これは特に高速大量生産を行う回転式オーブンにおいて重要である。加熱時間の短縮、焼成ウィンドウの短縮、カラメル化の制御向上が得られ、熱が必要な箇所に効率的に供給されるためサイクルあたりのエネルギー消費が削減される。また、従来のヒーター素子に比べて管自体の温度が低いため、厨房内の周囲温度上昇を抑制し、作業環境の快適性向上にもつながる。
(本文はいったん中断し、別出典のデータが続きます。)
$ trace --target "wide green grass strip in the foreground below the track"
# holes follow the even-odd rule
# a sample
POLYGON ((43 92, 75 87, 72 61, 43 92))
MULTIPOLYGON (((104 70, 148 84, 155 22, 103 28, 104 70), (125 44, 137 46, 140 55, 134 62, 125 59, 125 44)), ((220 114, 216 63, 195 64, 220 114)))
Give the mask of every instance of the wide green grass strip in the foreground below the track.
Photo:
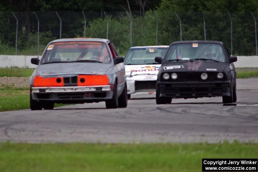
POLYGON ((0 143, 1 172, 196 172, 202 158, 257 158, 257 144, 0 143))

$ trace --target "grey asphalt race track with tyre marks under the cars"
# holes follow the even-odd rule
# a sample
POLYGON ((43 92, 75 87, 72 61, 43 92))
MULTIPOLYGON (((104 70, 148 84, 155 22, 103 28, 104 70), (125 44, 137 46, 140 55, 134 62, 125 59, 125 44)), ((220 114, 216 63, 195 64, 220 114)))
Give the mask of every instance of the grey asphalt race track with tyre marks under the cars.
POLYGON ((173 99, 131 96, 127 108, 104 102, 54 110, 0 112, 0 140, 15 142, 241 142, 258 141, 258 78, 238 79, 238 101, 221 97, 173 99))

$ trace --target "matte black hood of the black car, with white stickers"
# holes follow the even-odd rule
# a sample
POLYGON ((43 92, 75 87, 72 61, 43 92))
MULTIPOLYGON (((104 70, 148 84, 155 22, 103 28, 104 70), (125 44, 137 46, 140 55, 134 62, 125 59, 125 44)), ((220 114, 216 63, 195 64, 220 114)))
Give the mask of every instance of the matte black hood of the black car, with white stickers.
POLYGON ((187 61, 168 62, 161 65, 160 71, 164 72, 223 72, 229 64, 226 62, 187 61))

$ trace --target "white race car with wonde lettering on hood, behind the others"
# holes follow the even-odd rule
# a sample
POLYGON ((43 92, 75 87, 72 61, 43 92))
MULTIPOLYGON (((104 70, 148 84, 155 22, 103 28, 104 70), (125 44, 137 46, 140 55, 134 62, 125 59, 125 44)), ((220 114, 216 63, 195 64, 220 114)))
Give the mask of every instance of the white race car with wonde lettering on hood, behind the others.
POLYGON ((131 47, 124 56, 127 96, 131 94, 153 94, 160 64, 155 57, 164 57, 168 46, 131 47))

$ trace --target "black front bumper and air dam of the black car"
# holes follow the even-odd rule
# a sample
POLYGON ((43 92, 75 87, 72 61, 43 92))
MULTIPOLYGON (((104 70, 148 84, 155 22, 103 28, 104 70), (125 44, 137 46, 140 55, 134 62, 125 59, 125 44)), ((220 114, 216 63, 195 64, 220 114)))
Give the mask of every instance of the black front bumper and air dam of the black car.
POLYGON ((218 82, 164 82, 159 81, 161 97, 230 96, 231 81, 218 82))

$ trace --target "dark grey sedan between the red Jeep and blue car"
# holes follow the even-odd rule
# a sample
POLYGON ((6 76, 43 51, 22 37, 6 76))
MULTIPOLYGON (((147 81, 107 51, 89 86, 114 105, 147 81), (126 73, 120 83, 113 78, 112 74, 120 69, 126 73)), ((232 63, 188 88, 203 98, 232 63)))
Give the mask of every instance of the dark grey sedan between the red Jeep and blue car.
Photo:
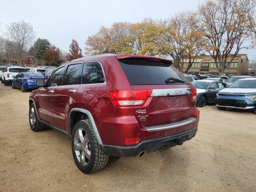
POLYGON ((193 81, 192 84, 196 87, 196 106, 198 107, 215 102, 217 92, 226 87, 223 82, 208 79, 193 81))

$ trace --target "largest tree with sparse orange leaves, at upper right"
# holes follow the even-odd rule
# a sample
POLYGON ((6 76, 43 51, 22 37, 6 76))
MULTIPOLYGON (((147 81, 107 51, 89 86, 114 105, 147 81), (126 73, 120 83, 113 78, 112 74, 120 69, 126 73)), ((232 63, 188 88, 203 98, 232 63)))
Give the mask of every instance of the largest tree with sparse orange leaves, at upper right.
POLYGON ((251 8, 248 0, 208 0, 198 7, 205 38, 205 50, 213 57, 219 74, 223 74, 244 48, 250 34, 251 8), (232 56, 228 60, 228 56, 232 56))

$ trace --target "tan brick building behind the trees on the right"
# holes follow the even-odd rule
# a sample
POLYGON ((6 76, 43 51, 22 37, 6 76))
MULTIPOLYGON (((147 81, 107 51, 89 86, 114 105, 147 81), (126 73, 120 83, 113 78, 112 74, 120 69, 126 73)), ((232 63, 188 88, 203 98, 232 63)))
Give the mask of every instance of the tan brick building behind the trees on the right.
MULTIPOLYGON (((228 56, 228 61, 230 61, 232 56, 228 56)), ((249 61, 247 54, 238 54, 233 59, 230 66, 225 70, 225 75, 241 75, 248 72, 249 61)), ((188 66, 188 60, 185 59, 183 71, 186 70, 188 66)), ((210 55, 197 56, 192 67, 188 70, 188 73, 195 74, 218 74, 216 69, 216 64, 214 59, 210 55)))

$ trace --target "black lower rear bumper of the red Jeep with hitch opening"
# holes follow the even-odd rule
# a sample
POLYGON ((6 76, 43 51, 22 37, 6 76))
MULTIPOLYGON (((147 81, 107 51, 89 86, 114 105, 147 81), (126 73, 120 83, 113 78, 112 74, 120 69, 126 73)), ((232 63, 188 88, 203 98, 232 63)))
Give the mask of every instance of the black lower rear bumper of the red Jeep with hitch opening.
POLYGON ((111 145, 101 145, 102 150, 105 154, 109 156, 119 156, 119 157, 134 157, 138 156, 141 152, 153 152, 158 150, 164 150, 176 145, 181 145, 183 142, 190 140, 195 136, 197 132, 197 127, 190 130, 167 136, 158 139, 145 140, 140 142, 136 146, 131 147, 120 147, 111 145))

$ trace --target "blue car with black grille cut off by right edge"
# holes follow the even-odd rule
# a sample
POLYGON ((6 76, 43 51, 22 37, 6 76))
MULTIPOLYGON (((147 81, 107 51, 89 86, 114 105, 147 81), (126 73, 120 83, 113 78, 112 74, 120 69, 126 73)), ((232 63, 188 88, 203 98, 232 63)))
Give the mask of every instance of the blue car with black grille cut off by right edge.
POLYGON ((216 106, 219 110, 236 108, 253 110, 256 114, 256 79, 241 78, 221 90, 216 95, 216 106))

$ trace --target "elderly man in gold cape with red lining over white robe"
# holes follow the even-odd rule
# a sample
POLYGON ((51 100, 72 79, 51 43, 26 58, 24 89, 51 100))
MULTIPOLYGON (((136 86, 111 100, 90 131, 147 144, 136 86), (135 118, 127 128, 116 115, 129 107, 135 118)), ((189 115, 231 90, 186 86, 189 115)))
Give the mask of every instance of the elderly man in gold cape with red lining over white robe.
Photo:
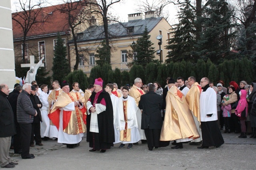
POLYGON ((58 128, 58 143, 67 145, 67 148, 79 146, 79 142, 86 132, 86 126, 82 120, 82 108, 84 107, 80 93, 72 95, 69 92, 69 84, 62 82, 62 93, 54 103, 51 113, 48 114, 54 125, 58 128))

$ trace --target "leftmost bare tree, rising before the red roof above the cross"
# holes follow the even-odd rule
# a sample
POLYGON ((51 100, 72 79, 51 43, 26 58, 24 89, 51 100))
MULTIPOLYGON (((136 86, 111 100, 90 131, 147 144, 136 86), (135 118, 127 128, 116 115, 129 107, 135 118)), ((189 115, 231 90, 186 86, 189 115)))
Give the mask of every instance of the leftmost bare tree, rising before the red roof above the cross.
POLYGON ((45 3, 45 0, 38 0, 34 4, 32 0, 18 0, 15 3, 16 12, 12 14, 12 20, 22 28, 22 60, 25 60, 28 32, 32 29, 32 26, 45 22, 40 17, 43 3, 45 3))

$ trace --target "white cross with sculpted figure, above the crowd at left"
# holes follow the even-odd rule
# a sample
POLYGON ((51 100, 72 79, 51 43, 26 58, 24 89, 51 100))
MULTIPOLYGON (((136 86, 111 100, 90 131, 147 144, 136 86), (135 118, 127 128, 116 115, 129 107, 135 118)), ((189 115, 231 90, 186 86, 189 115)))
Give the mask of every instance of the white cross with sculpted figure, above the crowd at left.
POLYGON ((25 79, 25 82, 31 83, 32 81, 36 80, 36 72, 38 68, 41 66, 43 67, 44 64, 42 63, 42 60, 44 60, 44 57, 41 58, 41 60, 36 64, 34 56, 29 56, 30 57, 30 64, 21 64, 21 67, 29 67, 30 69, 27 72, 27 76, 25 79))

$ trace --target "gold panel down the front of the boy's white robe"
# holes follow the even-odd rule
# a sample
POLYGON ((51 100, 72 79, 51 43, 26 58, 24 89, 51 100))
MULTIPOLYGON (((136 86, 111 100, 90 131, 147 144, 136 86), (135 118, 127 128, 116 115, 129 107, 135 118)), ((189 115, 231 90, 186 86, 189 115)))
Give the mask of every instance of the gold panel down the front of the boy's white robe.
POLYGON ((124 130, 120 131, 120 141, 131 141, 131 129, 127 128, 127 102, 128 100, 123 101, 125 126, 124 130))

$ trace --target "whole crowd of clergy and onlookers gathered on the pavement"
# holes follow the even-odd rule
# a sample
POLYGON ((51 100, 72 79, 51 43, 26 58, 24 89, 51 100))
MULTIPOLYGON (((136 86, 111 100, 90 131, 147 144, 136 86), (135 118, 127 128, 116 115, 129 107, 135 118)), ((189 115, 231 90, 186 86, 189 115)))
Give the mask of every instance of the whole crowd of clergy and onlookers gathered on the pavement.
POLYGON ((183 148, 184 142, 198 146, 220 147, 223 133, 240 133, 238 138, 256 138, 256 83, 239 86, 231 81, 228 88, 222 80, 210 82, 204 77, 200 84, 193 76, 166 79, 144 84, 140 78, 130 86, 108 83, 101 78, 82 91, 79 83, 58 81, 52 90, 36 81, 10 90, 0 84, 0 166, 13 168, 10 148, 22 159, 30 154, 34 144, 56 140, 67 148, 79 146, 84 133, 90 152, 106 152, 133 145, 147 144, 148 150, 165 147, 183 148), (34 143, 35 141, 35 143, 34 143), (127 144, 127 145, 126 145, 127 144))

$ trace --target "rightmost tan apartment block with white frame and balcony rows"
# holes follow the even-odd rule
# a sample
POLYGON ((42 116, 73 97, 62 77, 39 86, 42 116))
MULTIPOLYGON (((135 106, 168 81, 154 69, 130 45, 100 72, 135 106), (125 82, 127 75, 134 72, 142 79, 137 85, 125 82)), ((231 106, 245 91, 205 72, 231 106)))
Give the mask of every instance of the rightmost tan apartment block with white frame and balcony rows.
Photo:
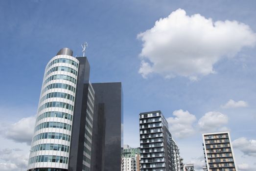
POLYGON ((230 133, 203 133, 205 162, 208 171, 237 171, 230 133))

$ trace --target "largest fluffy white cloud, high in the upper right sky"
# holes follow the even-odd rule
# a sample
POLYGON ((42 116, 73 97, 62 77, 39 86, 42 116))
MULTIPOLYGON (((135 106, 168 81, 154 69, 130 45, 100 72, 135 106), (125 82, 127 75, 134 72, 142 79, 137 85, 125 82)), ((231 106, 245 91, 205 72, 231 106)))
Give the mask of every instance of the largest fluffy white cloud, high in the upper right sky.
POLYGON ((196 80, 214 73, 213 65, 233 57, 245 46, 254 46, 256 34, 238 21, 212 21, 178 9, 138 35, 143 42, 139 73, 165 78, 177 75, 196 80), (235 36, 234 36, 235 35, 235 36))

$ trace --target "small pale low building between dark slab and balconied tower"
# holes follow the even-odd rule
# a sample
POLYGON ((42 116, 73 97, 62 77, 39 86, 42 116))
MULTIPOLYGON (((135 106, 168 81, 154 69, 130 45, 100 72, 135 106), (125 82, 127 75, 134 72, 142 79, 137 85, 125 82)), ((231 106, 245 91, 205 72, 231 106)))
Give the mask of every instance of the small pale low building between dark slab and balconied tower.
POLYGON ((121 171, 140 171, 140 148, 130 148, 124 145, 121 171))

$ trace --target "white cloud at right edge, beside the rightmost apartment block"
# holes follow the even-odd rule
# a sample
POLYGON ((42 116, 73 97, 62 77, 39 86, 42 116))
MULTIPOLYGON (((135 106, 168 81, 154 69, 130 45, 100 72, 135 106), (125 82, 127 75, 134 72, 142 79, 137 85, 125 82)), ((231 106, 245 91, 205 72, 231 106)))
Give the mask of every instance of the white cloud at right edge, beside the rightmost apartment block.
POLYGON ((247 140, 245 137, 238 138, 232 142, 233 148, 241 150, 245 155, 256 157, 256 140, 247 140))

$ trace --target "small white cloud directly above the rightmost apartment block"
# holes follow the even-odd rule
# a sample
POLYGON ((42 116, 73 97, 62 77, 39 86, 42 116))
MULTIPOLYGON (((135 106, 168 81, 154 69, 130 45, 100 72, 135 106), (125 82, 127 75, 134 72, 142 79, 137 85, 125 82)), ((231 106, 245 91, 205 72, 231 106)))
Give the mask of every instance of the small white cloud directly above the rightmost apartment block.
POLYGON ((198 126, 203 132, 212 132, 216 130, 223 131, 224 129, 228 129, 224 127, 228 121, 229 118, 227 115, 216 111, 210 111, 199 119, 198 126))

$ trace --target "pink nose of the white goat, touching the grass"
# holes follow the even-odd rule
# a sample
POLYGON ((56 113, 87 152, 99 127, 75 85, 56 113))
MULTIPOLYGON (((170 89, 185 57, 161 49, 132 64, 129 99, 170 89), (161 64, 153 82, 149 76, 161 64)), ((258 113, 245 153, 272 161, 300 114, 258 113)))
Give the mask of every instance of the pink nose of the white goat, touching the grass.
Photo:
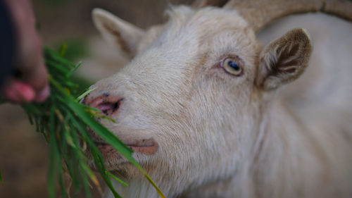
POLYGON ((90 98, 87 96, 83 103, 92 106, 95 109, 99 109, 106 116, 112 116, 115 112, 120 109, 123 98, 113 96, 111 94, 102 94, 99 97, 90 98))

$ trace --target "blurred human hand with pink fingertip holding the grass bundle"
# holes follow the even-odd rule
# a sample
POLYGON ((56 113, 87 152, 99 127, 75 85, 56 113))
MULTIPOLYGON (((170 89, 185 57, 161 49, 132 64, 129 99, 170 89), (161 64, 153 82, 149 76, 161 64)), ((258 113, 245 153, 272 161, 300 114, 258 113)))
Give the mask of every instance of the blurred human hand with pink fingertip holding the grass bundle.
POLYGON ((35 30, 29 0, 5 0, 17 33, 15 66, 20 78, 11 77, 4 87, 4 97, 13 103, 42 102, 49 96, 48 74, 42 55, 42 39, 35 30))

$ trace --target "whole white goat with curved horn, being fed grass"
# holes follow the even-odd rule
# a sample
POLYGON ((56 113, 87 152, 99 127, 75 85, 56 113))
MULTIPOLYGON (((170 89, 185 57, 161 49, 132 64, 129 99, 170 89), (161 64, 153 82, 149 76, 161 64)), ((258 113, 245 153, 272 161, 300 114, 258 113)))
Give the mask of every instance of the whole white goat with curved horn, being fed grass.
MULTIPOLYGON (((351 84, 344 94, 326 87, 291 102, 278 91, 308 66, 308 33, 294 29, 265 47, 255 35, 309 11, 352 20, 348 1, 235 0, 171 8, 168 23, 145 32, 96 9, 103 37, 134 58, 84 102, 116 120, 104 124, 167 197, 352 197, 351 84)), ((94 139, 108 169, 129 184, 115 184, 122 197, 158 197, 137 168, 94 139)))

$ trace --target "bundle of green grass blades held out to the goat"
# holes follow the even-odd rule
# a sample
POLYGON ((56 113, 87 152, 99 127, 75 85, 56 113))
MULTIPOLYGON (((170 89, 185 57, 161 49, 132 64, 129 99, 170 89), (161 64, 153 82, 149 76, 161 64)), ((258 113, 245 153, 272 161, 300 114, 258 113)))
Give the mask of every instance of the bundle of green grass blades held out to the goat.
POLYGON ((65 190, 64 173, 68 173, 75 191, 78 192, 83 189, 87 197, 91 196, 89 180, 100 189, 96 175, 89 168, 89 163, 95 164, 96 171, 101 174, 115 197, 120 197, 120 195, 114 190, 110 178, 127 185, 106 171, 103 157, 94 142, 92 142, 91 137, 89 137, 87 128, 94 130, 97 135, 108 142, 108 144, 111 144, 122 156, 125 156, 134 166, 139 168, 156 188, 160 196, 164 197, 153 180, 132 158, 132 149, 126 147, 115 135, 101 125, 94 116, 104 118, 106 121, 113 120, 101 116, 98 109, 79 103, 80 99, 92 90, 84 92, 77 99, 73 97, 73 94, 77 92, 78 85, 70 80, 70 76, 80 64, 75 66, 63 58, 63 51, 58 54, 46 48, 44 49, 44 54, 49 71, 51 94, 43 104, 24 104, 23 109, 30 118, 30 123, 36 126, 37 132, 41 132, 49 143, 49 197, 55 197, 57 182, 60 185, 61 196, 68 197, 68 191, 65 190))

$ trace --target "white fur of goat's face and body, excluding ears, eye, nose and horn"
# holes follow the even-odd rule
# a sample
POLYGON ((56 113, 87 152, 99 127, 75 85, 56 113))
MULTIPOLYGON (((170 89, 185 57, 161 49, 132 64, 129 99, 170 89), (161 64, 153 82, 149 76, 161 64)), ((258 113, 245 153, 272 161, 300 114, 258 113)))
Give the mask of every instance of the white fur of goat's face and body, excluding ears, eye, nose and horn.
MULTIPOLYGON (((145 33, 137 56, 89 96, 125 98, 117 123, 106 126, 122 141, 158 142, 155 154, 134 158, 165 195, 351 197, 352 108, 340 97, 352 92, 329 96, 327 106, 305 106, 264 91, 255 83, 262 47, 236 11, 180 6, 169 15, 166 25, 145 33), (241 77, 215 67, 229 54, 244 61, 241 77)), ((122 197, 158 197, 125 159, 107 166, 130 185, 115 184, 122 197)))

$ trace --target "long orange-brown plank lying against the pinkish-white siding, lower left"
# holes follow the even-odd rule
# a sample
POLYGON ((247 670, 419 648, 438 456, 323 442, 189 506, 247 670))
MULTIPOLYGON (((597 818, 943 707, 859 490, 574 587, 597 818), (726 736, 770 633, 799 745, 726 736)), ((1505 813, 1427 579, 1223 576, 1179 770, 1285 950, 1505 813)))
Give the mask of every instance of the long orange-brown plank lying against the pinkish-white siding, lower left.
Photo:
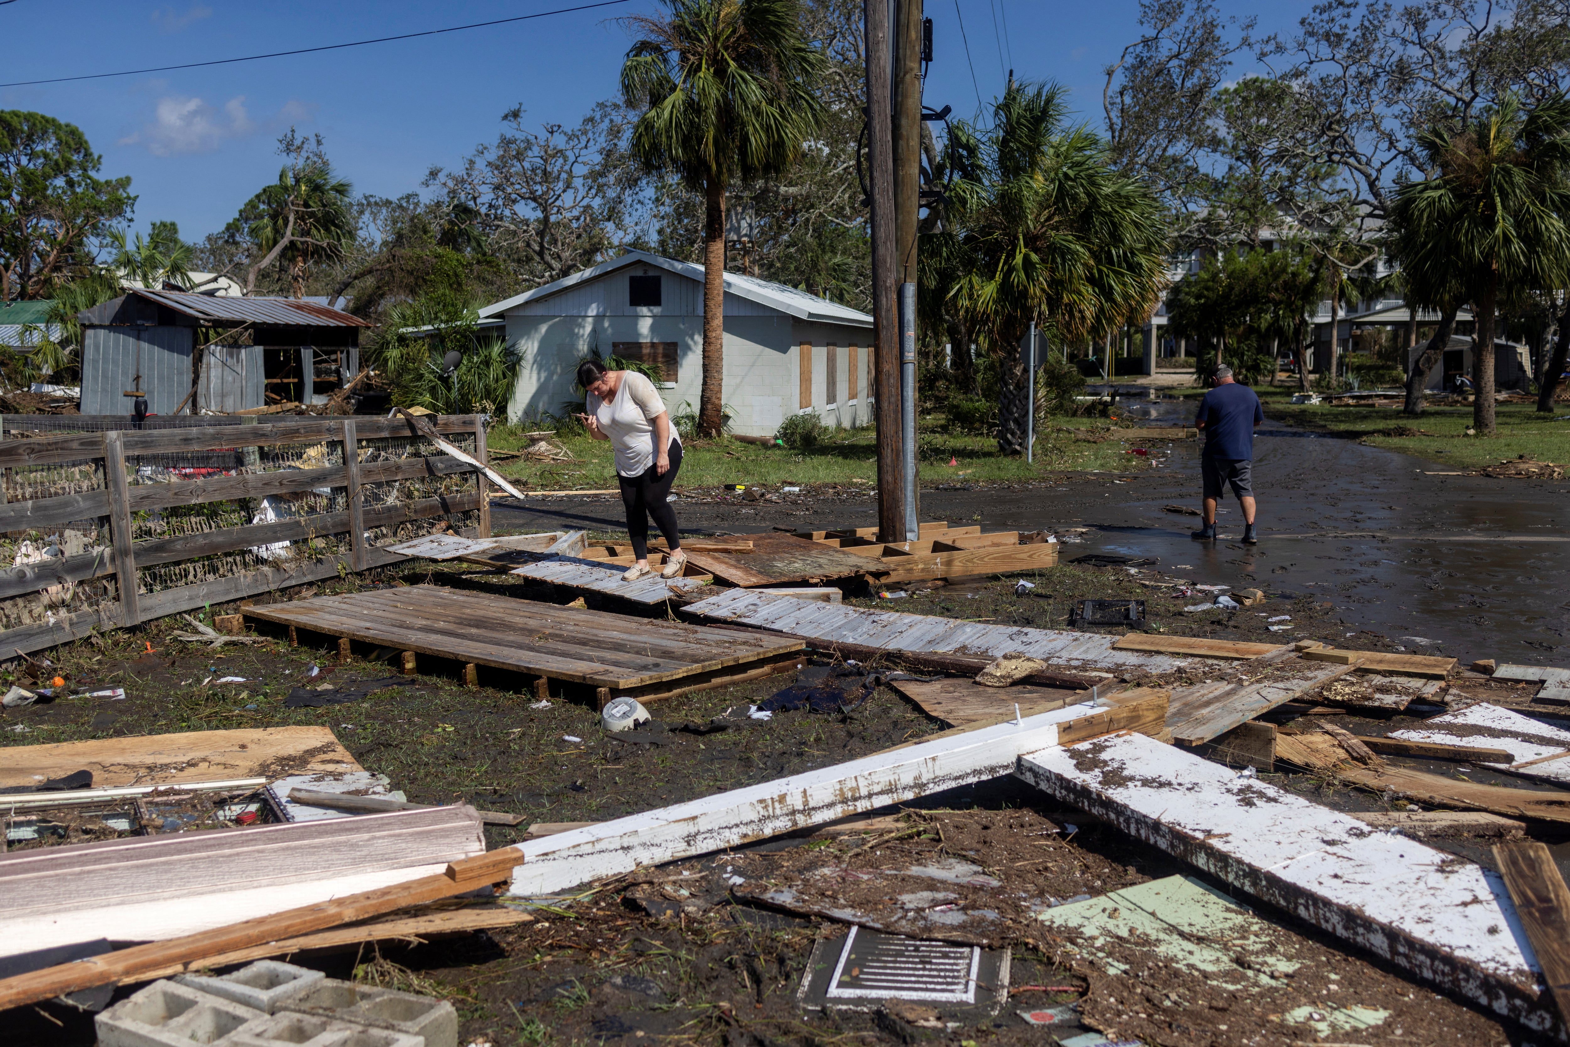
POLYGON ((25 975, 3 978, 0 980, 0 1009, 22 1006, 24 1003, 38 1003, 94 986, 133 981, 140 980, 149 970, 163 970, 174 964, 203 961, 209 956, 221 956, 344 923, 369 920, 397 909, 465 895, 491 884, 491 862, 485 862, 485 855, 479 855, 479 859, 482 860, 466 859, 465 862, 449 862, 447 870, 435 876, 421 876, 347 896, 314 901, 297 909, 275 912, 168 942, 133 945, 85 961, 72 961, 58 967, 46 967, 25 975), (471 866, 469 862, 474 862, 474 865, 471 866), (468 873, 469 868, 480 871, 468 873))

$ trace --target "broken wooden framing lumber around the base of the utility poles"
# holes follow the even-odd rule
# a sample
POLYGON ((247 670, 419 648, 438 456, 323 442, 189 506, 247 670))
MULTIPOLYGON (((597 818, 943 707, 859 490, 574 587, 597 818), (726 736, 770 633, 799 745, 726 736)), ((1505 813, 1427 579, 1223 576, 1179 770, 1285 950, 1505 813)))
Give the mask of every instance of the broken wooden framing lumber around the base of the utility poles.
POLYGON ((981 534, 978 526, 950 527, 944 521, 922 524, 917 542, 878 542, 876 527, 799 531, 796 537, 873 560, 868 578, 879 586, 1011 575, 1057 567, 1055 542, 1020 545, 1017 531, 981 534))

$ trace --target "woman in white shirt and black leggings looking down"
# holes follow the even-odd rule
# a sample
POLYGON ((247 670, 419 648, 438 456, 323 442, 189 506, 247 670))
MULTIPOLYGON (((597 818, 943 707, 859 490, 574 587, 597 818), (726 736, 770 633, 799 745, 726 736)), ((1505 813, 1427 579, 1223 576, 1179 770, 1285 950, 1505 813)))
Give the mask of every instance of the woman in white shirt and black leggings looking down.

設置にあたっては詳細な計画が必要である。ハロゲン赤外線管は、熱分布を均一に保つために対応したマウントハードウェアと、パンやオーブン壁面からの適切なクリアランスが求められる。安定した電力供給と一定電圧の維持が性能を最大化し、急激な電圧変動は管の寿命を短くする。高出力であるため、フィクスチャーや電気配線は初期段階から適切に設計・施工する必要がある。